- Citizenship: American
- Education: University of Illinois
- Known for: Burkholder–Davis–Gundy inequality
- Honors: Fellow of the Institute of Mathematical Statistics
- Scientific career
- Fields: Mathematics Statistics
- Workplaces: Rutgers University Purdue University
- Doctoral advisor: Donald Burkholder

= Burgess Davis =

American mathematician

Burgess James Davis is an American mathematician and statistician known for his research in probability theory and mathematical analysis, particularly his work on martingales, Brownian motion, and random walks. He is a professor emeritus in the Departments of Statistics and Mathematics at Purdue University.

==Education==
Davis earned his B.S. degree from Ohio State University in 1965, followed by an M.S. and Ph.D. from the University of Illinois in 1966 and 1968 respectively. His doctoral advisor was Donald Burkholder.

==Career==
He joined the faculty of Rutgers University from 1968 to 1974. In 1974 he joined Purdue University where he served as a professor of Statistics and Mathematics until achieving emeritus status in 2014.

From 1981 to 1987, Professor Davis served as associate editor of the Annals of Probability, a publication of the Institute of Mathematical Statistics, and then as editor from 1991 to 1993. He also served as associate editor (from 1988 to 1990) of the Transactions of the AMS and (from 1999 to 2002) of the Illinois Journal of Math.

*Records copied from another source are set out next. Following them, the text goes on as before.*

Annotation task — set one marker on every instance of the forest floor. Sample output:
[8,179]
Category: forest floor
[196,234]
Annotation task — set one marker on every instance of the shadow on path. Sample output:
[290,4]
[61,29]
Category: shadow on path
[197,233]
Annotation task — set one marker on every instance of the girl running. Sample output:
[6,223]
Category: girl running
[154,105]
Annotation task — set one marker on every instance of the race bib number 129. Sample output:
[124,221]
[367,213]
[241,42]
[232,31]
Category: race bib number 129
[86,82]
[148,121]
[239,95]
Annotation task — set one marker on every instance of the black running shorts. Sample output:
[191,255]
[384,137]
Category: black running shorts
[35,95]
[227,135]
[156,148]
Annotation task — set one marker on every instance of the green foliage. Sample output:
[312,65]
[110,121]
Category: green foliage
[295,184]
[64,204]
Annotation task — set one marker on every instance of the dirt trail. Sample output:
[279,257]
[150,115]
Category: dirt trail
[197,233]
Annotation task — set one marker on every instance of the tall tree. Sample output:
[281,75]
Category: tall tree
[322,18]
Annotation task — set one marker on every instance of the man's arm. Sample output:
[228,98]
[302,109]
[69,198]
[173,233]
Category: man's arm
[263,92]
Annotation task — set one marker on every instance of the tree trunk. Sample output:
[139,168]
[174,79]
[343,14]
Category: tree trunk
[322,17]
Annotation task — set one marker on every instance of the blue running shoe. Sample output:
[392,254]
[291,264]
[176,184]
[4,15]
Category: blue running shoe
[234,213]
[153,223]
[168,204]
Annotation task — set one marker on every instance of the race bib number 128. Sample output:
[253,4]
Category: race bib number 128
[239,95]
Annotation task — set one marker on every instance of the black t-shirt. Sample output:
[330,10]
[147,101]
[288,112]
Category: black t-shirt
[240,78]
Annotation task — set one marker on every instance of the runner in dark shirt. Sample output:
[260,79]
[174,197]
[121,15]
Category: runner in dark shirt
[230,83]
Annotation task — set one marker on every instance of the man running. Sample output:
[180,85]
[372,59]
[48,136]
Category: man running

==Research contributions==
Davis's research focuses on the interconnections between classical analysis (particularly harmonic analysis), probability theory, and stochastic processes. His most notable contributions include:
- Stochastic analysis and martingale theory: His work established key inequalities for stochastic integrals and martingales, which includes a strong version of the Burkholder–Gundy inequalities, which are central to modern stochastic analysis.
- Brownian motion and potential theory: He explored the relationship between Brownian motion and concepts from complex analysis and potential theory, including the work on the moments of the lifetime and conditioned Brownian motion in various domains.
- Random walks: Davis has published research on reinforced random walks, a class of self-interacting random processes where the probability of a step is proportional to the time already spent at the neighboring vertex.

He has supervised at least seven doctoral students.

==Awards and honors==
- Davis was named a Top Ten Outstanding Teacher in the College of Science in 1999.
- He was elected a Fellow of the Institute of Mathematical Statistics, a distinction recognizing individuals who have made "outstanding contributions to the development and application of statistics and probability."

==Selected publications==
Davis has published over 50 peer-reviewed articles in major mathematical and statistical journals. Among them are:
- Davis, B. (1969). Comparison tests for martingale inequalities. Annals of Mathematical Statistics, 40(2), 505–508.
- Davis, B. (1976). On the $L^p$ norms of stochastic integrals and other martingales. Duke Mathematical Journal, 43(4), 697–704.
- Davis, B. (1979). Brownian motion and analytic functions. Annals of Probability, 7(6), 913–932.
- Davis, B., & Volkov, S. (2004). Vertex reinforced random jump processes on trees and finite graphs. Probability Theory and Related Fields, 128(1), 42–62.